Nostalgia as Business:
The Retro clothing movement, “vintage” stores, the “classic” sales movement; the antique trade, shabby chic and classic merchandise; classic cars; Nostalgia and business; advertising; selling; design; Nostalgia and reverence for the past
Nostalgia and Media:
genres of film, media, literature, visuals arts, music that are rooted in nostalgia, or which critique, supplement or illuminate the phenomenon, music studies — new artists with old sounds, vinyl records, placing old artists on new media: film — use of taboo words in classic film vs today, making modern films “true” to an old era: bloggers who reminisce of the past.
Nostalgia and politics: conservatism and the call to return to ‘the way things used to be’; nostalgia as a cloak for racism, sexism, homophobia and xenophobia; nostalgia and revisionism; rewriting history; nostalgia and false memory.
nostalgia, memory and childhood; growing up and growing old; personal narratives, family histories and transmitting memories nostalgia and public memory; commemoration; memorials (physical and digital); spaces and places of remembrance; architecture and nostalgia.
The meeting will form an opening opportunity to develop a variety of further events, meetings, courses, activities, collaborative ventures, publications and other forms of activity which will enable us to explore nostalgia in all its various shapes and forms better.
The Steering Group welcomes the submission of proposals for short workshops, practitioner-based activities, performances, and pre-formed panels. We particularly welcome short film screenings; photographic essays; installations; interactive talks and alternative presentation styles that encourage engagement.
What to Send:
Proposals will also be considered on any related theme. 300 word proposals should be submitted by Friday March 13, 2015. If a proposal is accepted for the conference, a full draft paper of no more than 3000 words should be submitted by Friday May 22, 2015. Proposals should be submitted simultaneously to both Organising Chairs; proposals may be in Word or RTF formats with the following information and in this order:
a) author(s), b) affiliation as you would like it to appear in programme, c) email address, d) title of proposal, e) body of proposal, f) up to 10 keywords.
E-mails should be entitled: NOSTALGIA1 Proposal Submission.
All abstracts will be at least double blind peer reviewed. Please use plain text (Times Roman 12) and abstain from using footnotes and any special formatting, characters or emphasis (such as bold, italics or underline). We acknowledge receipt and answer to all proposals submitted. If you do not receive a reply from us in a week you should assume we did not receive your proposal; it might be lost in cyberspace! We suggest, then, to look for an alternative electronic route or resend.
Rob Fisher: email@example.com
Cristina Santos: firstname.lastname@example.org
The conference is part of the Making Sense of: programme of research projects. It aims to bring together people from different areas and interests to share ideas and explore various discussions which are innovative and exciting. All proposals accepted for and presented at the conference must be in English and will be eligible for publication in an ISBN eBook. Selected proposals may be developed for publication in a themed hard copy volume(s). All publications from the conference will require editors, to be chosen from interested delegates from the conference.

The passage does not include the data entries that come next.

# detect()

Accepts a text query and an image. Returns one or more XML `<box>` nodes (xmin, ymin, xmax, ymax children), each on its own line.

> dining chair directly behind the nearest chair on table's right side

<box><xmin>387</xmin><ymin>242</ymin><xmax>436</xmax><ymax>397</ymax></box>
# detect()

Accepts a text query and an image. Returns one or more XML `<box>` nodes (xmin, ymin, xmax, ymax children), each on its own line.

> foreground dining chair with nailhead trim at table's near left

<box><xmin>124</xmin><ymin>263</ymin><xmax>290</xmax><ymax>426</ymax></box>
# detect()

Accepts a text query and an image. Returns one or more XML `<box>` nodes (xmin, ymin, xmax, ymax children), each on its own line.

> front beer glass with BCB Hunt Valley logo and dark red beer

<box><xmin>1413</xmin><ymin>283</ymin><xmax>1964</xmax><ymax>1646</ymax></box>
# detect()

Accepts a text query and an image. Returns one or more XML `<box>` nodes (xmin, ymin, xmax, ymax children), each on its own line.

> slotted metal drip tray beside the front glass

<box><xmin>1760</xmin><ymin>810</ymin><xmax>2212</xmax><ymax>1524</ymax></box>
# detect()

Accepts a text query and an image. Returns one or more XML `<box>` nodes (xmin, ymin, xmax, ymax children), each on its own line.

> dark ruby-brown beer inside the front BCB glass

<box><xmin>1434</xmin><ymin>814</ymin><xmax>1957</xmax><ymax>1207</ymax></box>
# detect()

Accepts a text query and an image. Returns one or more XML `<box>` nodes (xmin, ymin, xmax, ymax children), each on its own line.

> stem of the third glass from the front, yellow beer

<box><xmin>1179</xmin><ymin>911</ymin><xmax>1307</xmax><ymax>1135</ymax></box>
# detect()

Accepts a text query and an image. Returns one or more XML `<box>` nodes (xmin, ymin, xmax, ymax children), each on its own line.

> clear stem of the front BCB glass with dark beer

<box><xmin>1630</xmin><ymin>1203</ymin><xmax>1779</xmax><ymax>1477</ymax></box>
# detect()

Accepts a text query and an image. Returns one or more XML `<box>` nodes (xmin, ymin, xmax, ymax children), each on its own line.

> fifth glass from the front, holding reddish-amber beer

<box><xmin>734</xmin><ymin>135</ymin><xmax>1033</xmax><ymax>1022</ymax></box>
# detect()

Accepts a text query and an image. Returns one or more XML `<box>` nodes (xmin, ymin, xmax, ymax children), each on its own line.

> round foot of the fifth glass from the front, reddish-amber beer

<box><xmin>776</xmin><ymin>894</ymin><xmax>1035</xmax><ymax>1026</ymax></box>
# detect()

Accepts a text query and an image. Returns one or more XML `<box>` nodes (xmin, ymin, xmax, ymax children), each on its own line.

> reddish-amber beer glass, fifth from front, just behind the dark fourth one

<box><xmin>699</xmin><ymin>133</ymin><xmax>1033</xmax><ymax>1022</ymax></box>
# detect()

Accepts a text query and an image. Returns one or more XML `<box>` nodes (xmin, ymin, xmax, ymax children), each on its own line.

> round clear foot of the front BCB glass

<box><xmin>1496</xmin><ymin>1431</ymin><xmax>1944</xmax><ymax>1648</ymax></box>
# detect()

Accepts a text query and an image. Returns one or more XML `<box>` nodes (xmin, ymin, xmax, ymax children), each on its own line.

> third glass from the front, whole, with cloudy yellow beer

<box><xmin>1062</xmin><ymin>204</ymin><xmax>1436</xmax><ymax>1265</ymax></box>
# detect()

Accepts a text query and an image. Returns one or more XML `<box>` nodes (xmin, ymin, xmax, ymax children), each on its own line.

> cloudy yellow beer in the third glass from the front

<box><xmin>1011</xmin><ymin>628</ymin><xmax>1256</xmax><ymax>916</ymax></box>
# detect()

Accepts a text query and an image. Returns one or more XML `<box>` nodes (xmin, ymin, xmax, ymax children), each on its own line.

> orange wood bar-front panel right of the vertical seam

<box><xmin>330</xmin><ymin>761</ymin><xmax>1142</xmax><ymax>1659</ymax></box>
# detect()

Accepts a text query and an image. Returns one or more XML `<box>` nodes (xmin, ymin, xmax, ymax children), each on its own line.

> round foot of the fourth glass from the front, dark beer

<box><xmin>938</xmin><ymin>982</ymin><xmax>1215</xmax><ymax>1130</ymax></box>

Inter-Disciplinary.Net believes it is a mark of personal courtesy and professional respect to your colleagues that all delegates should attend for the full duration of the meeting. If you are unable to make this commitment, please do not submit an abstract for presentation.
Please note: Inter-Disciplinary.Net is a not-for-profit network and we are not in a position to be able to assist with conference travel or subsistence.